К огромному разочарованию Тимоти, расследование гибели Сайласа Кейна преступления не выявило. В заключении полиции было сказано, что смерть наступила в результате несчастного случая. Его личный доктор изложил подробности состояния здоровья пациента и огорчил Тимоти тем, что сначала заявил о маловероятности приступа, но затем почему-то добавил, что его бы не удивило, если бы такое случилось. Мол, Сайлас Кейн в последнее время сильно переутомился, а тут еще юбилей, возбуждение — все это вполне могло стимулировать обострение.
Джозеф Манселл и его сын подкрепили заявление доктора, сказав, что Сайлас всегда работал интенсивно. Джозеф добавил, что в последние несколько месяцев его деловой партнер заметно сдал.
Клемент же пробормотал только, что у кузена было слабое здоровье. К тому же он был не молод и переутомлен. Правда, в тот вечер Клемент никаких настораживающих признаков у него не заметил.

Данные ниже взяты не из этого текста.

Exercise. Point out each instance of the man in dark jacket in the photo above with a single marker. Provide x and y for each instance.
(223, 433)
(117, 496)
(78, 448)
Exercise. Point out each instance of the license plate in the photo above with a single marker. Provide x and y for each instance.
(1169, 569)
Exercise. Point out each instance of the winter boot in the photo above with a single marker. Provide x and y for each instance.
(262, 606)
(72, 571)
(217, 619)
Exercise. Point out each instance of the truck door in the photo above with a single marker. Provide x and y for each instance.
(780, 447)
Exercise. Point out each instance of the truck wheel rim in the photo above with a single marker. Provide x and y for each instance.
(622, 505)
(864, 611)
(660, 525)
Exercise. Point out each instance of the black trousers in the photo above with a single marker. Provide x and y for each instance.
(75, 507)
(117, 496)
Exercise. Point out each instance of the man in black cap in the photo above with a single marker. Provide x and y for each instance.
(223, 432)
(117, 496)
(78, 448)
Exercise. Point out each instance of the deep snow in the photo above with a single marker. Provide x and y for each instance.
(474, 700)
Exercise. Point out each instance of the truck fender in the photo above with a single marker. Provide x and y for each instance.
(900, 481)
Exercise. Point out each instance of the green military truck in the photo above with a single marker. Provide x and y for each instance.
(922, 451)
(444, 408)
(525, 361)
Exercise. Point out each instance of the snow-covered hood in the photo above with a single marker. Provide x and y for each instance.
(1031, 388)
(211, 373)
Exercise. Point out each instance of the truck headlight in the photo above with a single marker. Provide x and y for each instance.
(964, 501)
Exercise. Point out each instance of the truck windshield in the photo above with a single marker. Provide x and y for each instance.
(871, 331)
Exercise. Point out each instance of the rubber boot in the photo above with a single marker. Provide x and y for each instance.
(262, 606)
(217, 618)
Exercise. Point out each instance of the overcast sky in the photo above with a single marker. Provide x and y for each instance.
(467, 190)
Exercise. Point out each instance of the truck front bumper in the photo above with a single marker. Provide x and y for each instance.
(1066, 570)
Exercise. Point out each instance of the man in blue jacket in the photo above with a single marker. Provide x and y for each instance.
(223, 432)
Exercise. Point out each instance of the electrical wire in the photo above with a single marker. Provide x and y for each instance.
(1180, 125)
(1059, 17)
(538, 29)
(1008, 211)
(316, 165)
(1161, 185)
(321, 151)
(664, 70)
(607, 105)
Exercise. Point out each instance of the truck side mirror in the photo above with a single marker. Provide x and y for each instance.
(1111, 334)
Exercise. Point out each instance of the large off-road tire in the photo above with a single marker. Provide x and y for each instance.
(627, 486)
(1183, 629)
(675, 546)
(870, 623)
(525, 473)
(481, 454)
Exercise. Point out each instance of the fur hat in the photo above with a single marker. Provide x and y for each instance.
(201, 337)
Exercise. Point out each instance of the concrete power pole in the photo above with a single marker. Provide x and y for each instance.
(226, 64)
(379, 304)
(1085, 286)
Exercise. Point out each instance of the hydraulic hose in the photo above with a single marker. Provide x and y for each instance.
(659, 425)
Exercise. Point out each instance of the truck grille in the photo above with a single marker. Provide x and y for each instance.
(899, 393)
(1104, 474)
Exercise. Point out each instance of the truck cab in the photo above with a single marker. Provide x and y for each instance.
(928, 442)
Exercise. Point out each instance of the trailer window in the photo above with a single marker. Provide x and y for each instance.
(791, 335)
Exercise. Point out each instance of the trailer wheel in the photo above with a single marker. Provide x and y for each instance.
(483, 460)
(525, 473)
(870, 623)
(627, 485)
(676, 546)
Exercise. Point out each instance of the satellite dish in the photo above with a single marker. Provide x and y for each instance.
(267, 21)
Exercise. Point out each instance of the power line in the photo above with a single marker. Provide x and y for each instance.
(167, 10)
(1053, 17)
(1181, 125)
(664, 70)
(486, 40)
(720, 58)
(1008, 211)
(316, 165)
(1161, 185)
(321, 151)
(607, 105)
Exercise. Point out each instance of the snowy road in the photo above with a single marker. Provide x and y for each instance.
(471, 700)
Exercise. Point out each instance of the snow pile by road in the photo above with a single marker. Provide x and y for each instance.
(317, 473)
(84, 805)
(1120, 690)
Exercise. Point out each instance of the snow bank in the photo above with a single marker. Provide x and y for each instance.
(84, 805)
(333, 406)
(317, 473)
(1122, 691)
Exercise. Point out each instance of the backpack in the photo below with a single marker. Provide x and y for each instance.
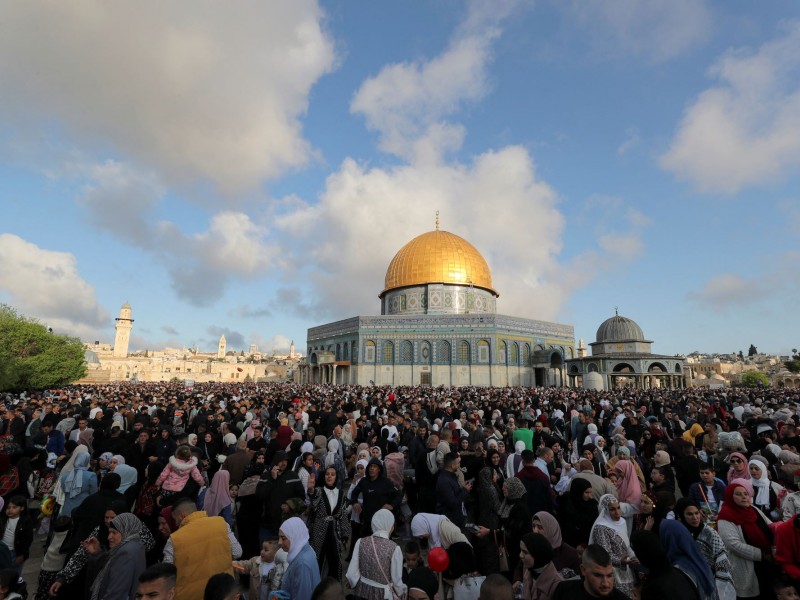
(430, 462)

Все это не убедило Тимоти, и он открыто заявил, что расследованием недоволен. Это произошло в кафе, куда Оскар Робертс пригласил его и Патрисию, которая по настоянию Эмили сопровождала подростка. Перед отъездом он решил угостить их лимонадом и мороженым. Вот здесь-то Тимоти и отвел душу.
— Почему они не поинтересовались, чем на момент убийства дяди Сайласа занимался каждый из присутствовавших на юбилее? — воскликнул он.
— Полицейские сделали все необходимое, — отозвалась Патрисия.
Тимоти усмехнулся:
— Они всех опросили, но не стали искать доказательств правдивости их слов. Кстати, почему забыт Джим? Ведь он тоже сидел за столом.
— Ты, я вижу, и брата не пожалел! — возмутилась она. — И какой же у него был мотив для убийства?
— Наверное, никакого, но…
— Дело в том, сынок, — вмешался Робертс, — что без причины людей убивают очень редко.
— В таком случае мотив был у Клемента, — нашелся Тимоти. — Он после смерти дяди стал богачом.
Патрисия чуть не поперхнулась лимонадом.
— Ты подозреваешь своего кузена в убийстве мистера Кейна?
— Во-первых, он не мне кузен, — ответил он с достоинством. — Я Харт. А во-вторых, большие деньги — убедительный мотив. Правда, мистер Робертс?
— Пожалуй, — кивнул тот. — Но мистер Клемент Кейн достаточно умен, чтобы рисковать. А это определенный риск — тащиться вслед за пожилым человеком, чтобы столкнуть его со скалы, когда можно было немного подождать, пока все сделает природа. Ведь у покойного было слабое сердце.
Тимоти покачал головой:
— А если деньги нужны срочно?
— Только не ему, — сказала Патрисия. — Клемент достаточно состоятельный человек.
Тимоти помолчал, расправляясь с большой порцией клубничного мороженого. Но вскоре не выдержал:
— Ладно, а как насчет Манселлов? У них тоже был мотив. Я ведь слышал об австралийском проекте, который не соглашался принять дядя Сайлас. И уверен, что мистер Робертс…
— Нет, нет, дружок! — перебил его Оскар. — Меня ты в это дело не впутывай. Тебя послушать, так и я тоже попадаю под подозрение. Полагаю, мисс Эллисон наскучили твои разговоры.
Она кивнула:
— Вы совершенно правы.
— Но в словах Тимоти есть резоны, — продолжил Робертс. — Когда человек вдруг падает со скалы, то, естественно, у людей возникают вопросы.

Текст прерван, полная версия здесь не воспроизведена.